RAMageddon hat ein weiteres Opfer gefordert: Framework kündigt nun eine „große und bedauerliche“ Preisanpassung für sein kommendes Premium-Laptop an – was auch diejenigen betrifft, die es vorbestellt haben. Die Speicherkonfigurationen für das Laptop 13 Pro wurden angepasst, nachdem Framework von seinem Speicherlieferanten Kostenaktualisierungen erhalten hat, die „mehr als doppelt so hoch sind wie die des vorherigen Bestands“.
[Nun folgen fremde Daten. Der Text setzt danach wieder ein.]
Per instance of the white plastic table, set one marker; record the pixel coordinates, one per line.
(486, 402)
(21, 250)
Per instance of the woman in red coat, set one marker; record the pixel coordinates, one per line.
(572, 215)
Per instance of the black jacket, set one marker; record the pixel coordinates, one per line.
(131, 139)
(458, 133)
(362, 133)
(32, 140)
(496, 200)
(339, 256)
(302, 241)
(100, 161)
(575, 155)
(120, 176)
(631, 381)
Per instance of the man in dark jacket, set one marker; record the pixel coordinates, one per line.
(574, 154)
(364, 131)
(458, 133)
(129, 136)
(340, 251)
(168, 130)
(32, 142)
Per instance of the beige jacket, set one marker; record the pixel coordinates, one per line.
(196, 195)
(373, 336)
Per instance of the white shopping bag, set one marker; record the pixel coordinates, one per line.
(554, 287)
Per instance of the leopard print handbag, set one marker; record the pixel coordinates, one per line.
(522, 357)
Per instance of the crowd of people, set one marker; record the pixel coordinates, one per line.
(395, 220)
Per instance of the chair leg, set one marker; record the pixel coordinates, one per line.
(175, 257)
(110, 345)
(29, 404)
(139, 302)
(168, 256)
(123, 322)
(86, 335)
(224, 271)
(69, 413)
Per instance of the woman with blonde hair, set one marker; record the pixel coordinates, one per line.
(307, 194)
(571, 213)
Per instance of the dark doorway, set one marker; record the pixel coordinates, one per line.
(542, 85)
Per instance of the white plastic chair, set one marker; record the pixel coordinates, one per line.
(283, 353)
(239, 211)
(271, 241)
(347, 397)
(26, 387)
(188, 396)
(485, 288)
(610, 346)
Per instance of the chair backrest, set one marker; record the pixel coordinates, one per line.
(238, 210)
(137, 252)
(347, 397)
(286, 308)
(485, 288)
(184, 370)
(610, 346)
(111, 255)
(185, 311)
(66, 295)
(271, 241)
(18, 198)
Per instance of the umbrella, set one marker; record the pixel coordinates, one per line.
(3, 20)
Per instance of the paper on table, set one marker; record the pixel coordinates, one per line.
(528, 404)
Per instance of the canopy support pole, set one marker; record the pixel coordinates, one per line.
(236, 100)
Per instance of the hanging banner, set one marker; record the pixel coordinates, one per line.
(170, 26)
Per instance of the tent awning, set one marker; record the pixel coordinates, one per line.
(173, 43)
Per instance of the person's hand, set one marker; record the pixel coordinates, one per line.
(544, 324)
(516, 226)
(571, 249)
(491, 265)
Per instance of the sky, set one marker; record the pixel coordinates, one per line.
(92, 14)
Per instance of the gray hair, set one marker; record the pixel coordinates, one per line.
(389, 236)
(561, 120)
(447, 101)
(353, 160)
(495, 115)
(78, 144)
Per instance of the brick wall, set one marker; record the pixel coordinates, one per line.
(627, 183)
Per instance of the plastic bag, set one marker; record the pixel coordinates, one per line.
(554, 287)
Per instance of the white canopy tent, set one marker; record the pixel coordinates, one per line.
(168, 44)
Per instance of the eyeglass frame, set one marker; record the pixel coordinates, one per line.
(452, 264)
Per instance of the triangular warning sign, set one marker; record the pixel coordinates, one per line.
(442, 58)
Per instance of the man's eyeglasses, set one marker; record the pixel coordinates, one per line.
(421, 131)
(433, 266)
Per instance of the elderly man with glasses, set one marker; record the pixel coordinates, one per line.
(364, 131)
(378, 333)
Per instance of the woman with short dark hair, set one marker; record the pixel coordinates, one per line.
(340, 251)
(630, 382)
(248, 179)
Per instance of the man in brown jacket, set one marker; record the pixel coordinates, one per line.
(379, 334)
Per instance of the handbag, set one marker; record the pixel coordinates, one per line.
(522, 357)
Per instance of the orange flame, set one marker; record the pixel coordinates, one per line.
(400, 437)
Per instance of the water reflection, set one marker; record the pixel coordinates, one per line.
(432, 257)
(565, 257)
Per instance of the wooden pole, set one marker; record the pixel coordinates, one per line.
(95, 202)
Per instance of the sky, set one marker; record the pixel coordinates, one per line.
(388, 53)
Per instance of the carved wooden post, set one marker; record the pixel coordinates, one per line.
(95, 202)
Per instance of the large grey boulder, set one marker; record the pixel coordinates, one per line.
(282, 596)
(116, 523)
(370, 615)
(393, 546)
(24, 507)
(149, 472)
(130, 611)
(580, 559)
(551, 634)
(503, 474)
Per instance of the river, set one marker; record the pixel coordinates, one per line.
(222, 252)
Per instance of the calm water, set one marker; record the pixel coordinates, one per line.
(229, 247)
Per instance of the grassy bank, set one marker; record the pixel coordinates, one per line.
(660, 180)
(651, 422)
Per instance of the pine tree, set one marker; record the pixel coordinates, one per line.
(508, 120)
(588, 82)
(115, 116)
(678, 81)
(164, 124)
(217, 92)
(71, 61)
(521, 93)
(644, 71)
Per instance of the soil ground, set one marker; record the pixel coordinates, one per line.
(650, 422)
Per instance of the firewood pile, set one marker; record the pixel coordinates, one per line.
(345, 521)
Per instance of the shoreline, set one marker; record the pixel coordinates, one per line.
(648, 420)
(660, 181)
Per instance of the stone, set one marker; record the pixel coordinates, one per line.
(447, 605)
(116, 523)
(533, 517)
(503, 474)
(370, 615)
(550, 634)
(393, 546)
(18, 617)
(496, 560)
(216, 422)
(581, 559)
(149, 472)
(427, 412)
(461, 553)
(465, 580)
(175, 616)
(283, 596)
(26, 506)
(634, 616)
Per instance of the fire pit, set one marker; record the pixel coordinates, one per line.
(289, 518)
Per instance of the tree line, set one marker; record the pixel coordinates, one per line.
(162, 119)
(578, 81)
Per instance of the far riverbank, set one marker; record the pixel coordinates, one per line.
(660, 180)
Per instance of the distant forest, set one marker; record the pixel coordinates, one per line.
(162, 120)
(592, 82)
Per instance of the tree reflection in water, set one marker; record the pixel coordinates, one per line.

Obwohl Framework angibt, genügend LPCAMM2-Speichermodule für alle bestehenden Vorbestellungen vorrätig zu haben, sind es nicht die richtige Mischung aus 64-GB-, 32-GB- und 16-GB-Modulen, um alle Vorbestellungskonfigurationen zu erfüllen. Das Unternehmen benachrichtigt nun einige Kunden, dass die Speicherkonfiguration (und folglich der Preis) ihres Laptop 13 Pro-Auftrags aktualisiert wurde. Framework hat sich für die Änderungen entschuldigt und bietet Stornierungen mit vollständiger Rückerstattung der Anzahlung für Kunden an, die mit ihrer neuen Konfiguration unzufrieden sind.

Die verfügbaren Konfigurationen und Preise für Neubestellungen auf Frameworks Website wurden ebenfalls angepasst und beginnen nun bei 1.599 US-Dollar für die vorkonfigurierte Option mit einem Intel Core Ultra 5 325, 16 GB RAM und 512 GB Speicher – 100 US-Dollar mehr als bei der ursprünglichen Ankündigung.

Weitere Details zu den Speicher- und Preisaktualisierungen finden Sie in Frameworks Blog. Es war eines der transparentesten Unternehmen, was die Auswirkungen der anhaltenden RAM-Krise angeht, aber das wird verständlicherweise ein Schlag für Kunden sein, die sich auf ihre Laptop 13 Pro-Vorbestellungen gefreut haben.